How Abdul will become Avinash

Author: Kishore Rathod
Publication: Mid-Day
Date: September 18, 2002
URL: http://www.mid-day.com/news/city/2002/september/31687.htm

Abdul Sattar (45) and Rafiq Khan (21), both born Muslims, will convert to Hinduism at a public function tomorrow evening. After participating in the yagna at Thane's Hindu Jagruti Ganpati  Mandal tomorrow, Abdul will become Avinash Sardesai, while Rafiq's new name will be Raju Sharma.

"It will be a new birth, a new identity for me," said Rabodi resident Abdul, who owns a flourishing security business. Abdul, who left his village near Sholapur in 1975, has been associated with Hindu Maharashtrians ever since he came to Mumbai as a teenager.

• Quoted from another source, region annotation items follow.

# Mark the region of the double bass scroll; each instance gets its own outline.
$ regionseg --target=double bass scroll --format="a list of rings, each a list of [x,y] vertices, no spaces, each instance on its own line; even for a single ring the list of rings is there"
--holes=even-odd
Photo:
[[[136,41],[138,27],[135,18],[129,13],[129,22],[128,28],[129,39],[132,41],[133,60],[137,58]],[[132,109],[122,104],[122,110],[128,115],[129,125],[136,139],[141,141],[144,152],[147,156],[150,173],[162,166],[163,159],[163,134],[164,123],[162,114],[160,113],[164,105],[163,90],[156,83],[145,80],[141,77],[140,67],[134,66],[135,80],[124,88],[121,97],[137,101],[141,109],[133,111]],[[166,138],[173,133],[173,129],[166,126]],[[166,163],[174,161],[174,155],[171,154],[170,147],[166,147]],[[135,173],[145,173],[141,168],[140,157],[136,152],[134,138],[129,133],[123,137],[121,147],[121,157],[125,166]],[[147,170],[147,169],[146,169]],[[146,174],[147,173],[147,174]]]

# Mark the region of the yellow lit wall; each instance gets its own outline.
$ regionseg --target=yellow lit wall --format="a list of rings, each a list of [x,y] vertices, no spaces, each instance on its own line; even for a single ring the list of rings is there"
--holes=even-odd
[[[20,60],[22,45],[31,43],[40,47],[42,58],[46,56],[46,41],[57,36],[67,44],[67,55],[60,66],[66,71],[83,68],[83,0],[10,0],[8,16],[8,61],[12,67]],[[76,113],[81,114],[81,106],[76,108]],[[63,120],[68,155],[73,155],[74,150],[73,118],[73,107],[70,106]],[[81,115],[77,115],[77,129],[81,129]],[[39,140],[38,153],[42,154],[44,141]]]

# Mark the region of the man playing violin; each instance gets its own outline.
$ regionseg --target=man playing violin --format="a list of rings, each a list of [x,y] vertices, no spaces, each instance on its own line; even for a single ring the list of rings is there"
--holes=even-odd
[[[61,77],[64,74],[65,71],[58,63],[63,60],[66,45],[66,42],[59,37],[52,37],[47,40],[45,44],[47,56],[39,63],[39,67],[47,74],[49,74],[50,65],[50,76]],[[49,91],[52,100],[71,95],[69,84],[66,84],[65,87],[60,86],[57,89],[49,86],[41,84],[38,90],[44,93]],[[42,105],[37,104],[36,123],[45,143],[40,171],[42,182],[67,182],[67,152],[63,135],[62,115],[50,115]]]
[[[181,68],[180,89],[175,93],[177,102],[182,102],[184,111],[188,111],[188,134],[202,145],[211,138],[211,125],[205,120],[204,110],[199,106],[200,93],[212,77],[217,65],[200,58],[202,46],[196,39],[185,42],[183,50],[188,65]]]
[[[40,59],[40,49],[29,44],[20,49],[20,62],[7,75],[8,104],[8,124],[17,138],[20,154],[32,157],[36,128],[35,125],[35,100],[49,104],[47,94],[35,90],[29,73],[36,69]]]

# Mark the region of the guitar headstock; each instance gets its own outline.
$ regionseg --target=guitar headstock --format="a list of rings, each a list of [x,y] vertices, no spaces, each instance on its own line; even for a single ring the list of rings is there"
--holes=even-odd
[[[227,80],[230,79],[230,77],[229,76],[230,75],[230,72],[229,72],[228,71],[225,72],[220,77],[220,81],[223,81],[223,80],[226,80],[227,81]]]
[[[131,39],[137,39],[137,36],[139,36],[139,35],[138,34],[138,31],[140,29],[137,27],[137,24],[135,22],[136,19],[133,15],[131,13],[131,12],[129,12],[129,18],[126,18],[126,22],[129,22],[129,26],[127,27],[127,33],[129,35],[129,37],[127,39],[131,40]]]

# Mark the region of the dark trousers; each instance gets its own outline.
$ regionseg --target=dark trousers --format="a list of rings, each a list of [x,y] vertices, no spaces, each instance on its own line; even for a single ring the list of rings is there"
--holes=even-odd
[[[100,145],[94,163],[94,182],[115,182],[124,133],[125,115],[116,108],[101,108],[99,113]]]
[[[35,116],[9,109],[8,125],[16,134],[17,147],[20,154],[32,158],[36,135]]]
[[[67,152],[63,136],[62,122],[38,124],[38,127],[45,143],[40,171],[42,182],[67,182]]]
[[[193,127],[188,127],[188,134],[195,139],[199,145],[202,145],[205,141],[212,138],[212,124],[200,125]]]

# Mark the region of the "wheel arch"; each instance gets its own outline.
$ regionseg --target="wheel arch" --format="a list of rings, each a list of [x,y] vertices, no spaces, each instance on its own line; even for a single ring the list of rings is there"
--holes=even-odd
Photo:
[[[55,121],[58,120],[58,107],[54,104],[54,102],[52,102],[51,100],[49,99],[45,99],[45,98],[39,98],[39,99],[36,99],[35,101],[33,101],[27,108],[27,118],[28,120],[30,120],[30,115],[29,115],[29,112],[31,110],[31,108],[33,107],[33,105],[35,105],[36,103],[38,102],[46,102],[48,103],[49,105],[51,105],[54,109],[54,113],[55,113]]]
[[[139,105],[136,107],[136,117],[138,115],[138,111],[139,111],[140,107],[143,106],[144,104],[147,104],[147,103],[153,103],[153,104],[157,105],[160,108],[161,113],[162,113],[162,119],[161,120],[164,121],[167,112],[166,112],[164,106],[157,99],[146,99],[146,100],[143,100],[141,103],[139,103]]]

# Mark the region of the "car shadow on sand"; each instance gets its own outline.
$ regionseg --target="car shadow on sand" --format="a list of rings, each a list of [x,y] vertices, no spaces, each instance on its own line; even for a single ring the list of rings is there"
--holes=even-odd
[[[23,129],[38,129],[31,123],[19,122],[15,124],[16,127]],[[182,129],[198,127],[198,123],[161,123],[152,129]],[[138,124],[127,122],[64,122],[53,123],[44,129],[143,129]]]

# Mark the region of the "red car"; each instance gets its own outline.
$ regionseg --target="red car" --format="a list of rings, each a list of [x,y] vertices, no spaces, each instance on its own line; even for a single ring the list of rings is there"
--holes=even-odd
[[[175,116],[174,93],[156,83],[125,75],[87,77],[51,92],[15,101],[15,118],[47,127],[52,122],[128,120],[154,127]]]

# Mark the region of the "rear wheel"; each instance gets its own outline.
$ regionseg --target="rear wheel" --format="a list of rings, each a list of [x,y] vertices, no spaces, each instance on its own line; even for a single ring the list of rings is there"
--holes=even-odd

"I have been using the Hindu name (Avinash) for almost five years, since most of my business associates are Hindu Brahmins. If I use my Muslim name, I may lose all my business," said Abdul.

However, the employer of over 1,000 security guards and owner of a spacious house and a fleet of cars, maintains the change of religion is not for official, but personal reasons.

"I don't like certain practices of Muslims, like being obsessed with religion, killing animals, etc," said Abdul. And when asked if he is a vegetarian, he replied, "No, I eat only chicken. And I plan to give up even that soon." Explaining his decision to become a Hindu, Abdul said, "Since I have always been among Hindus and consider myself one of them, I have decided to officially change my religion."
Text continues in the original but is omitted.